Why are so many emulators written in C#?

maximilienNoal 13 hours ago | parent | next [-]

I can give a lot of reasons:

* C#/.NET is very popular in Europe and in the USA. Probably elsewhere too.

* Performance is great, and greater every November. Especially with Spans, structs for performance critical code (they use the stack and not the heap = less GC pressure), and a recent version of the .NET Runtime. Dynamic PGO (that is profile guided optimization by the .NET JIT at runtime) helps also devirtualize a lot of calls, and all we had to benefit from it was move to .NET 8. Can't wait for .NET 10 !

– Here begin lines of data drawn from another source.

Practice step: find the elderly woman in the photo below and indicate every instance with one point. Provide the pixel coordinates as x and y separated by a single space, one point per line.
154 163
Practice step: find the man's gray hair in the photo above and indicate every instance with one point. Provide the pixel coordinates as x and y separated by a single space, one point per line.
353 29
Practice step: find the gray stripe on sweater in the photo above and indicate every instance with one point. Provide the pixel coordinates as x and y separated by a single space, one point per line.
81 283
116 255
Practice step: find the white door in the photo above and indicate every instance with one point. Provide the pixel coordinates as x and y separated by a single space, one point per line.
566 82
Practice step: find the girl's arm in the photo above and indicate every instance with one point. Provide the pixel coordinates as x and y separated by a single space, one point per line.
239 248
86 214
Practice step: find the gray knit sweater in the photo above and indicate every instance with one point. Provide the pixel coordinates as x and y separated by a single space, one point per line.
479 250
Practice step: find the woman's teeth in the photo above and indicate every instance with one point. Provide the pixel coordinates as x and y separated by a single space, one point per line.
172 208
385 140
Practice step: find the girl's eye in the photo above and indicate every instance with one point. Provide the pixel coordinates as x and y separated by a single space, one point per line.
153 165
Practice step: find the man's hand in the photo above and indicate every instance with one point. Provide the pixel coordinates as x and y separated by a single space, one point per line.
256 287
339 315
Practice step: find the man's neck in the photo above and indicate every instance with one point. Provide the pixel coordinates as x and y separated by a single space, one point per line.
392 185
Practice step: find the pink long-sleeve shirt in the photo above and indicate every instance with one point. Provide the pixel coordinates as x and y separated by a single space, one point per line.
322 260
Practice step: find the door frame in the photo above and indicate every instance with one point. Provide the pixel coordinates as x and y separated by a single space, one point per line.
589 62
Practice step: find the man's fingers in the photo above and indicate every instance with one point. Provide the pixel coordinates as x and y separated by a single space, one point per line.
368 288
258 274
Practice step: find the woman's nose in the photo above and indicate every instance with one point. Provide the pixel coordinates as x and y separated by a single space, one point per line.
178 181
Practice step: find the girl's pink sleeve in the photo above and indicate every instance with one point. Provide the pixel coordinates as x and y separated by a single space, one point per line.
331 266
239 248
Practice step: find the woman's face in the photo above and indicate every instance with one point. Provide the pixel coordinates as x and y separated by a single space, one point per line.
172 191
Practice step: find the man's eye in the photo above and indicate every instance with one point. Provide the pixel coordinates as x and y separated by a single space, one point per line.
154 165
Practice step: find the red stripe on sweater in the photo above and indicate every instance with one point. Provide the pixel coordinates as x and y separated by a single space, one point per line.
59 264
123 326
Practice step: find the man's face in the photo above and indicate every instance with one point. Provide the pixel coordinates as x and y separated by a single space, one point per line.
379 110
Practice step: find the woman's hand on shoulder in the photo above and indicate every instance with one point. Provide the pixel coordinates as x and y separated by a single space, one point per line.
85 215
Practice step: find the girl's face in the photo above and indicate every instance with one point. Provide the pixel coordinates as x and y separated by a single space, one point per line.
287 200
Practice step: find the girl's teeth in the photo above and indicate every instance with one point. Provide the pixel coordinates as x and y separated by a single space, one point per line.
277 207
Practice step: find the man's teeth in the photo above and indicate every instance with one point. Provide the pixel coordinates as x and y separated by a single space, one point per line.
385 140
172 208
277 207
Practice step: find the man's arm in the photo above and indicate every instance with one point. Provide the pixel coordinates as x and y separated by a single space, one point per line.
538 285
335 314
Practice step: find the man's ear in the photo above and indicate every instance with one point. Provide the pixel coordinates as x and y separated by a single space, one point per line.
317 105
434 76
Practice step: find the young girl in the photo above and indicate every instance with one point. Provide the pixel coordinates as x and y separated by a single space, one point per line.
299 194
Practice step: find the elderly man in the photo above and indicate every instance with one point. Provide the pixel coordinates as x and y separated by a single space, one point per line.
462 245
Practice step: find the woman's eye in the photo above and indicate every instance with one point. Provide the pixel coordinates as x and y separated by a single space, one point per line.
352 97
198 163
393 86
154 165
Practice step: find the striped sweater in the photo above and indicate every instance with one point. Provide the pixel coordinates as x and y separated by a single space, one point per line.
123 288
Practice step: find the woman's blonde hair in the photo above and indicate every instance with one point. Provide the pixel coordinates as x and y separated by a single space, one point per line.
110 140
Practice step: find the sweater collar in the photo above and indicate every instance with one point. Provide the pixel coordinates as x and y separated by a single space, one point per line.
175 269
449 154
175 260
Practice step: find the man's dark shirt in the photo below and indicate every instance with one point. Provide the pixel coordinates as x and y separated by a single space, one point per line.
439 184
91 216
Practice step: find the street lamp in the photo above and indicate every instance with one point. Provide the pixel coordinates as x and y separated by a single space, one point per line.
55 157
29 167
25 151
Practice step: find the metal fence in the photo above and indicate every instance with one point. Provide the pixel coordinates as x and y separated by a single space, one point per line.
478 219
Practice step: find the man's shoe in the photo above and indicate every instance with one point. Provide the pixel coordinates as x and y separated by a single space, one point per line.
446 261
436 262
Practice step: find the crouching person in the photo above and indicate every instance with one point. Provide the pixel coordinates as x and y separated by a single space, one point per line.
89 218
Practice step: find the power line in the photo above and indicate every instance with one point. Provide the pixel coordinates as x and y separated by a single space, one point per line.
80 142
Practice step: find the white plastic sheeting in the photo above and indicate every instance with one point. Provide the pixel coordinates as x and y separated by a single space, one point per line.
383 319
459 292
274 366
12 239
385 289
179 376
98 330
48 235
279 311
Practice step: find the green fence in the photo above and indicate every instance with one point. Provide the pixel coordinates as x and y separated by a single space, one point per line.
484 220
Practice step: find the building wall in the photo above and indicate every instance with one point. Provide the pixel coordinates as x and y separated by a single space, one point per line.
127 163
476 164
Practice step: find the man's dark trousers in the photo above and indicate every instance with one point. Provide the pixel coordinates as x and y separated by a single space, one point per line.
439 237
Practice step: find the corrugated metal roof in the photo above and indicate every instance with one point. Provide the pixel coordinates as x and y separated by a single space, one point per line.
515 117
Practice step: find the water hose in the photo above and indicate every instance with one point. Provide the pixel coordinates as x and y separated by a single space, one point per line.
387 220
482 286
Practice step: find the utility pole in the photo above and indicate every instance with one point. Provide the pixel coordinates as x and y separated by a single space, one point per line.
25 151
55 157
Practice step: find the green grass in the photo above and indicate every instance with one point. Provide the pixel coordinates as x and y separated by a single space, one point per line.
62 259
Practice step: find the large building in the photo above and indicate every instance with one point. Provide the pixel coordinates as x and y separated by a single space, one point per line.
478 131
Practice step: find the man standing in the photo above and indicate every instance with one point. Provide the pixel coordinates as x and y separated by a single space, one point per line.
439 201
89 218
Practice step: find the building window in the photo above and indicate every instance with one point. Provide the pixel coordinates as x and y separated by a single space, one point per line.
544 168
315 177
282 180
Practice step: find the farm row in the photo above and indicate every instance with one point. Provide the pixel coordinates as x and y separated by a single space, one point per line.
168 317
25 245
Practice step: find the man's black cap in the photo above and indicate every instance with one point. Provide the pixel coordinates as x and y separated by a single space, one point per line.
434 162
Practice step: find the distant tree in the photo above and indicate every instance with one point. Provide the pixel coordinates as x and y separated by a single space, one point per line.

* Since 2016 (.NET Core) .NET is cross platform and open-source (well minus the link between the .NET debugger and the language server), and the overall SDK (the dotnet CLI tool for example) is absolutely great to work with.

* Using native libs or native memory (there are two pointers in the Spice86 applications, and one is on 'reverse: it is managed memory for the native library to use with the fixed keyword for the time of the call)

* Productivity with VS/Rider for writing/debugging .NET code is through the roof! And the docs are very comprehensive.

* Personnaly, I work with .NET daily, and reverse engineering Dune was hard enough. There's alreasdy a new language in there to understand, and that's x86 real mode ASM written by French devs pressured by time to market, and not very concerned with sane calling conventions...

throw-qqqqq 2 days ago | parent | prev | next [-]

I don’t think the language is necessarily chosen for the project. I think C# is just a main stream language that a lot of people know.

sixothree 2 days ago | parent | prev [-]

My guess is portability, then obviously performance.

edit: actually there is a specific answer for this particular project - "We had to rewrite the project in C# to add automated code generation (java doesn't have the goto keyword, making automated ASM translation challenging)". There you are.

anyfoo a day ago | parent [-]

I mean, that's more or less the reason why it isn't Java, not why it's ultimately C#. My guess is that Java is just what they're most comfortable with, with C# being similar enough but avoiding specific limitations in that case.

genewitch a day ago | parent | next [-]

Wasn't C# essentially microsoft throwing their hat in the ring against Oracle and to show off how cool this .net stuff is?

I dabbled in both at around the same time a long time ago for console apps and visual studio's autocomplete / assist / library fetch etc made it easier than Java to get working in but...

Its been so long I forget the origin stories sometimes.

maximilienNoal 39 minutes ago | parent [-]

.NET began its life as Microsoft's Java (the platform) along with C# being a mix between Java, C++, and Pascal.

Considering the timing (early 2000s), one can't help but think that it was in response to the legal actions from Sun Microsystems over their usage of the JVM in Windows.

"OK, I'll make my own Java language, with properties and an integrated DSL for queries!"

sixothree a day ago | parent | prev [-]

I think my question is why not choose c# for this? What’s the apprehension here if any?